Submitted to: Journal of Virology
Publication Type: Peer Reviewed Journal
Publication Acceptance Date: 11/4/2015
Publication Date: 11/18/2015
Citation: Diaz-San Segundo, F., Koster, M.J., Ramirez-Medina, E., Medina, G.N., Velazquez-Salinas, L., Grubman, M.J., De Los Santos, T.B. 2015. Synonymous deoptimization of the foot-and-mouth disease virus P1 coding region causes attenuation in vivo while inducing a strong neutralizing antibody response. Journal of Virology. 90:1298-1310. doi:10.1128/JVI.02167-15.

Interpretive Summary: Foot-and-mouth disease (FMD) is one of the most feared viral diseases that can affect cloven-hoofed livestock and wild species. Although by the end of the last century this disease appeared to be contained in developed nations, recent outbreaks in Europe, Japan, Taiwan, South Korea, etc, have demonstrated that infection can spread like wild-fire causing devastating economic and social consequences. One of ARS goals is to be at the vanguard of developing next generation control measures such as novel vaccines and biotherapeutics that could induce rapid, broad and long term protection. Recently it has been demonstrated that in some viruses such as those causing polio or influenza, the genetic code that the virus uses to make proteins can be changed without affecting the intrinsic protein composition. Such viruses became less infectious causing reduced or no disease in animals in comparison to the parental virus. We have applied a similar approach to create a foot and mouth disease virus (FMDV) and evaluated its pathogenic properties in mice and swine. Our results indicate that this technology is feasible and resulted in weakened FMDV without affecting its properties to induce immunity in the host. These results highlight the potential of this technology for further development into novel vaccines that may aid in the control of FMD in a more rapid manner than currently available vaccines.

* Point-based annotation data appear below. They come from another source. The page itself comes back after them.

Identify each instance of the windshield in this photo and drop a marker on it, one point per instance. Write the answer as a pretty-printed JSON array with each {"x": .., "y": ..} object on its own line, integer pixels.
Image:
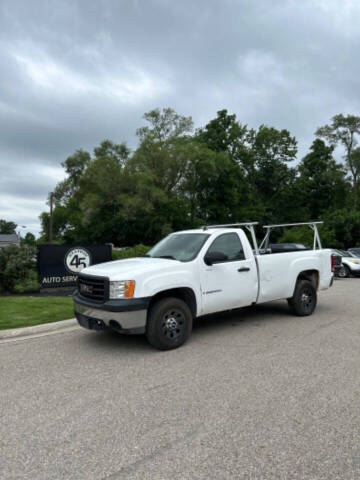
[{"x": 179, "y": 246}]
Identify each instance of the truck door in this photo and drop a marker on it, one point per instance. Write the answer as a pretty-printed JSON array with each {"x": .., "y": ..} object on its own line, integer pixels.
[{"x": 229, "y": 283}]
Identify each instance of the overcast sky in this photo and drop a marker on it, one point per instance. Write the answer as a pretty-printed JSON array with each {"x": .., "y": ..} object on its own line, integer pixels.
[{"x": 75, "y": 72}]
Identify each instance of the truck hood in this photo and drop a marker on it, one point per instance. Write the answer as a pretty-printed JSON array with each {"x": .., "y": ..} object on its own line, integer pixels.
[{"x": 130, "y": 268}]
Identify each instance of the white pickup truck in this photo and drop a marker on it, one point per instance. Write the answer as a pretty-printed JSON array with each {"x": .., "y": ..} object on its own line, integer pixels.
[{"x": 198, "y": 272}]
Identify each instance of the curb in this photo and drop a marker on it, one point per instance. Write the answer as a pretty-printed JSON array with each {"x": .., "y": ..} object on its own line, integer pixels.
[{"x": 37, "y": 329}]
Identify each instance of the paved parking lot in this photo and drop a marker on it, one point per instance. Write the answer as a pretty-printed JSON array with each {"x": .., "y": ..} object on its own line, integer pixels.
[{"x": 254, "y": 394}]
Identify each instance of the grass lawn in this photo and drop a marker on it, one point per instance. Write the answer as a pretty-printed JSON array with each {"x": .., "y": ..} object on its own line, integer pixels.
[{"x": 24, "y": 311}]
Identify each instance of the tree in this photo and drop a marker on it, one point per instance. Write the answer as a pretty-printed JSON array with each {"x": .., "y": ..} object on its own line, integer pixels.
[
  {"x": 16, "y": 264},
  {"x": 119, "y": 152},
  {"x": 7, "y": 228},
  {"x": 345, "y": 130},
  {"x": 271, "y": 151},
  {"x": 321, "y": 181},
  {"x": 29, "y": 239}
]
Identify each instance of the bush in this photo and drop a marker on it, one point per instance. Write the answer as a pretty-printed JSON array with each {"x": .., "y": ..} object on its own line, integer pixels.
[
  {"x": 17, "y": 265},
  {"x": 137, "y": 251}
]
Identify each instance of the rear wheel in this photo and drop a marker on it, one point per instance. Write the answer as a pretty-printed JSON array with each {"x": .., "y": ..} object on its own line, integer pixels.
[
  {"x": 304, "y": 300},
  {"x": 169, "y": 324}
]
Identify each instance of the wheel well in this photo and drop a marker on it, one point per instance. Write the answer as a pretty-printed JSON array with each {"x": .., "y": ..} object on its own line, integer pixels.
[
  {"x": 184, "y": 293},
  {"x": 311, "y": 275}
]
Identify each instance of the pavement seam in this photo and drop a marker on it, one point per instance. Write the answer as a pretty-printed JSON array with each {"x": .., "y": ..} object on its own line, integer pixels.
[{"x": 19, "y": 333}]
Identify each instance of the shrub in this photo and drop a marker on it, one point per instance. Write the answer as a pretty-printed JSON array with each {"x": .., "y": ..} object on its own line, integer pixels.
[
  {"x": 17, "y": 264},
  {"x": 137, "y": 251}
]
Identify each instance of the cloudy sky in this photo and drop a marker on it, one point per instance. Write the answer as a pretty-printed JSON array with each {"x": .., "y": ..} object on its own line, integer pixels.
[{"x": 73, "y": 72}]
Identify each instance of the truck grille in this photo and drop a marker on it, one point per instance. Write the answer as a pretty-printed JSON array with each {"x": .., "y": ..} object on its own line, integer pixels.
[
  {"x": 337, "y": 260},
  {"x": 93, "y": 287}
]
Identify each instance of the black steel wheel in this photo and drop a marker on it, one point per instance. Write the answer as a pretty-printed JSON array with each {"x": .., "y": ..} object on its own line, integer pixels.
[
  {"x": 169, "y": 323},
  {"x": 342, "y": 272},
  {"x": 304, "y": 300},
  {"x": 347, "y": 272}
]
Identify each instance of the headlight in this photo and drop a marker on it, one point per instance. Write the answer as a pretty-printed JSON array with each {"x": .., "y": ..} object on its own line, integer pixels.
[{"x": 122, "y": 289}]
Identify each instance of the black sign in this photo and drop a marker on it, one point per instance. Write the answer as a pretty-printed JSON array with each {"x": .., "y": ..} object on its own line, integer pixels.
[{"x": 59, "y": 265}]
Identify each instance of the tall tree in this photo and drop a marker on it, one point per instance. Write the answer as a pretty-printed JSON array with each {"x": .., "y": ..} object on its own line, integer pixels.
[
  {"x": 7, "y": 227},
  {"x": 272, "y": 150},
  {"x": 345, "y": 130},
  {"x": 322, "y": 181},
  {"x": 225, "y": 134}
]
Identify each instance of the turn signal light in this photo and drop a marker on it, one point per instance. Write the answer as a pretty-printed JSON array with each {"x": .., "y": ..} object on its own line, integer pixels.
[{"x": 129, "y": 289}]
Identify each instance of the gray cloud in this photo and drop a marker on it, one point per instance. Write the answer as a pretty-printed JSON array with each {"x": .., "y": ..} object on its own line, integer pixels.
[{"x": 75, "y": 72}]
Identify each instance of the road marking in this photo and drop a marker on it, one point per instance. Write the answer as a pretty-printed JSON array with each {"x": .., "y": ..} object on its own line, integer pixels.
[{"x": 38, "y": 335}]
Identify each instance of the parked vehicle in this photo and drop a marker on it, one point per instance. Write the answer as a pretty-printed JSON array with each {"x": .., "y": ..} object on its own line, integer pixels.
[
  {"x": 193, "y": 273},
  {"x": 339, "y": 270},
  {"x": 355, "y": 252},
  {"x": 350, "y": 263}
]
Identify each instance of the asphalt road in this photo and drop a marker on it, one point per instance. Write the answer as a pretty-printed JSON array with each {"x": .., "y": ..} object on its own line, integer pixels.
[{"x": 254, "y": 394}]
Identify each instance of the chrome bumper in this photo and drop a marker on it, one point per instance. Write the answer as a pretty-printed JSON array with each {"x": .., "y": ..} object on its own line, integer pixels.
[{"x": 134, "y": 321}]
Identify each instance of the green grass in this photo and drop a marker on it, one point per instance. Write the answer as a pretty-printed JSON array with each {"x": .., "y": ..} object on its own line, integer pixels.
[{"x": 17, "y": 311}]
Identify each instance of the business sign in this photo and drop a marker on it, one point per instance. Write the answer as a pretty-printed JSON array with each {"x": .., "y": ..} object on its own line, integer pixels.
[{"x": 59, "y": 265}]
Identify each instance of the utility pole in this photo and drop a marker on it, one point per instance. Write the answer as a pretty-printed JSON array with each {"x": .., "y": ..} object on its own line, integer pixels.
[{"x": 51, "y": 218}]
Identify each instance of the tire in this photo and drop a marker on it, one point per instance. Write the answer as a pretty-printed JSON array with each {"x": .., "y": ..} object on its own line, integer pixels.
[
  {"x": 169, "y": 324},
  {"x": 303, "y": 302},
  {"x": 342, "y": 272},
  {"x": 347, "y": 271}
]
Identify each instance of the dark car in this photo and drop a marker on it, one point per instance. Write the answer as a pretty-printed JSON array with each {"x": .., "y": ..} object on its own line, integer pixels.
[{"x": 338, "y": 266}]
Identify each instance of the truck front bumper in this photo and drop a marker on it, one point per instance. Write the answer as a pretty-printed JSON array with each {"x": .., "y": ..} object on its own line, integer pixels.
[{"x": 123, "y": 316}]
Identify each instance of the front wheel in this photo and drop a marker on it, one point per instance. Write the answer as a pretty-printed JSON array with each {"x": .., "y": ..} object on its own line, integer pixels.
[
  {"x": 304, "y": 300},
  {"x": 169, "y": 324}
]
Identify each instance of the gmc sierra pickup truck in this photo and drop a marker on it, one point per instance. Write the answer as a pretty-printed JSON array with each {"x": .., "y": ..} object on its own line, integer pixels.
[{"x": 198, "y": 272}]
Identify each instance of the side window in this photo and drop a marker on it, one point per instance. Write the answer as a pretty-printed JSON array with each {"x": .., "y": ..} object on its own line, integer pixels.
[{"x": 229, "y": 244}]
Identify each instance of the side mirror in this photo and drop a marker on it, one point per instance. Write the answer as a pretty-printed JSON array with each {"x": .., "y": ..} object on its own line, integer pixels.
[{"x": 215, "y": 257}]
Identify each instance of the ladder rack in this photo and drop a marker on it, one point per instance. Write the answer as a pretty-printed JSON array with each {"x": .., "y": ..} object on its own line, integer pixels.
[{"x": 312, "y": 225}]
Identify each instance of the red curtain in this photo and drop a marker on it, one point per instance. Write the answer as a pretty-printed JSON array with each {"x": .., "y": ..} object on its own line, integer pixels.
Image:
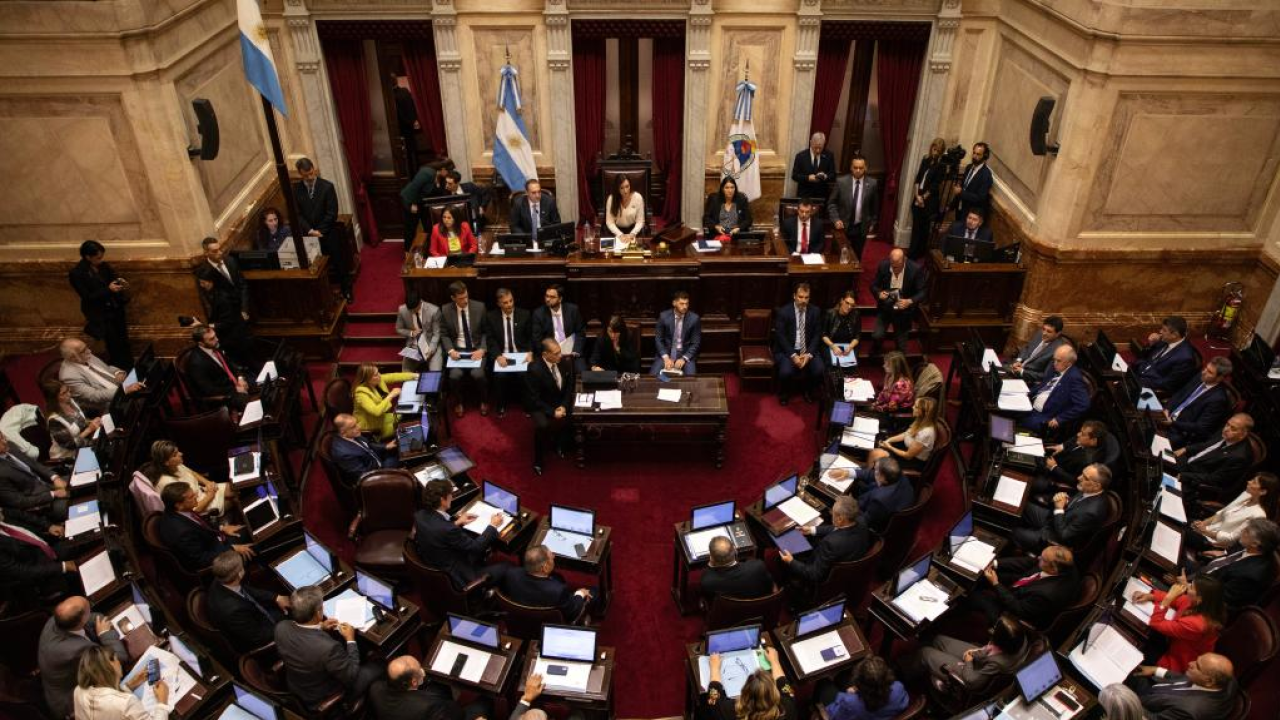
[
  {"x": 425, "y": 78},
  {"x": 897, "y": 77},
  {"x": 828, "y": 82},
  {"x": 344, "y": 59},
  {"x": 589, "y": 115},
  {"x": 668, "y": 119}
]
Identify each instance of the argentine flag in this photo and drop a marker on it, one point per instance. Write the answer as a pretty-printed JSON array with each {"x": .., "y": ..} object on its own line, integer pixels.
[
  {"x": 256, "y": 53},
  {"x": 741, "y": 159},
  {"x": 512, "y": 155}
]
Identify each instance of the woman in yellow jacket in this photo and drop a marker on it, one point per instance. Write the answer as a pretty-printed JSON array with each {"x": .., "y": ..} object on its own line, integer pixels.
[{"x": 375, "y": 405}]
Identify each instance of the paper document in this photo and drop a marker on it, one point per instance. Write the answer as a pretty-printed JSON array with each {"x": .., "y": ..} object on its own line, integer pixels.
[
  {"x": 1010, "y": 491},
  {"x": 1110, "y": 657},
  {"x": 474, "y": 666},
  {"x": 252, "y": 413}
]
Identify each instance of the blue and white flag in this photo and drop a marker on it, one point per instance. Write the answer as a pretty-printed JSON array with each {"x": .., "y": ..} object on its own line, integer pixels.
[
  {"x": 741, "y": 154},
  {"x": 512, "y": 155},
  {"x": 256, "y": 53}
]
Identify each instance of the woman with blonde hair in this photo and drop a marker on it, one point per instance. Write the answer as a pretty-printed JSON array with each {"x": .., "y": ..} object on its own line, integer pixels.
[{"x": 375, "y": 405}]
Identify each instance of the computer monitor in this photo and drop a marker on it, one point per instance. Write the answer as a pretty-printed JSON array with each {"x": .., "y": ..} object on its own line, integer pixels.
[
  {"x": 1002, "y": 428},
  {"x": 1038, "y": 675},
  {"x": 566, "y": 642},
  {"x": 472, "y": 630},
  {"x": 712, "y": 515},
  {"x": 502, "y": 499},
  {"x": 744, "y": 637},
  {"x": 781, "y": 491},
  {"x": 910, "y": 575},
  {"x": 572, "y": 520}
]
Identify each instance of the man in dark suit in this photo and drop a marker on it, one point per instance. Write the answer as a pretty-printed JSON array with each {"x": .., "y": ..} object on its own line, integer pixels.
[
  {"x": 731, "y": 577},
  {"x": 1036, "y": 358},
  {"x": 845, "y": 538},
  {"x": 192, "y": 540},
  {"x": 64, "y": 637},
  {"x": 973, "y": 188},
  {"x": 549, "y": 387},
  {"x": 536, "y": 584},
  {"x": 1074, "y": 519},
  {"x": 677, "y": 337},
  {"x": 798, "y": 345},
  {"x": 814, "y": 168},
  {"x": 899, "y": 287},
  {"x": 316, "y": 665},
  {"x": 462, "y": 337},
  {"x": 213, "y": 376},
  {"x": 245, "y": 614},
  {"x": 1033, "y": 589},
  {"x": 854, "y": 204},
  {"x": 510, "y": 331},
  {"x": 1063, "y": 397},
  {"x": 535, "y": 210},
  {"x": 1169, "y": 361},
  {"x": 1206, "y": 692},
  {"x": 804, "y": 233},
  {"x": 443, "y": 543},
  {"x": 1201, "y": 406}
]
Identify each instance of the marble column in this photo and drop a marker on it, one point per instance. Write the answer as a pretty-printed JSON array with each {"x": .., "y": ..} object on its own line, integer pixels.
[
  {"x": 928, "y": 110},
  {"x": 560, "y": 53},
  {"x": 805, "y": 62},
  {"x": 698, "y": 62},
  {"x": 444, "y": 21}
]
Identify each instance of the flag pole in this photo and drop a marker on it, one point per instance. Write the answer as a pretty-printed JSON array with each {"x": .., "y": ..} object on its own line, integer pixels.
[{"x": 282, "y": 173}]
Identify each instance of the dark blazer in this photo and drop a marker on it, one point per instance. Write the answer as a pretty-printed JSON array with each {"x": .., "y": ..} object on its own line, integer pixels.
[
  {"x": 803, "y": 167},
  {"x": 245, "y": 625},
  {"x": 744, "y": 579},
  {"x": 448, "y": 547},
  {"x": 1170, "y": 372},
  {"x": 320, "y": 210},
  {"x": 664, "y": 335},
  {"x": 521, "y": 219},
  {"x": 316, "y": 665},
  {"x": 192, "y": 545},
  {"x": 711, "y": 213},
  {"x": 543, "y": 395},
  {"x": 1202, "y": 418},
  {"x": 790, "y": 229},
  {"x": 785, "y": 329},
  {"x": 833, "y": 546}
]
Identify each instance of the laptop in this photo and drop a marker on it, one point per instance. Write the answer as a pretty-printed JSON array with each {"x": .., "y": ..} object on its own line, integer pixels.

Technical Abstract: Codon bias deoptimization has been previously used to successfully attenuate human pathogens including polio, respiratory syncytial and influenza viruses. We have applied a similar technology to deoptimize the capsid coding region (P1 region) of the cDNA infectious clone of foot-and-mouth disease virus (FMDV). Despite the presence of 489 nucleotide changes (19 percent), synonymous deoptimization of the P1 region rendered FMDV viable progeny. The resulting strain was stable and reached cell culture titers similar to those obtained for wild type (WT) virus albeit there was a slight reduction of specific infectivity. Studies in mice showed that 100 percent of animals inoculated subcutaneously with the FMDV A12 P1 deoptimized mutant (A12-P1 deopt) survived even when infected at doses 100 times higher than those required to cause death by WT FMDV A12. Interestingly, all mice inoculated with FMDV A12-P1 deopt mutant developed a strong antibody response and were protected against subsequent lethal challenge with WT FMDV at 21 days post inoculation. Remarkably, the safety vaccine margin in mice was at least 1000 fold higher for the A12-P1 deopt as compared to the WT virus. Similar patterns of attenuation were observed in swine, a natural host, in which animals inoculated with FMDV A12-P1 deopt virus did not develop clinical disease until doses reached 1,000-10,000 times the dose required to cause disease with FMDV A12 WT. Consistently, high levels of antibody titers were induced, even at the lowest dose tested. These results highlight the potential use of synonymous codon pair deoptimization as a strategy to safely attenuate FMDV and further develop live attenuated vaccine candidates to control such a feared livestock disease.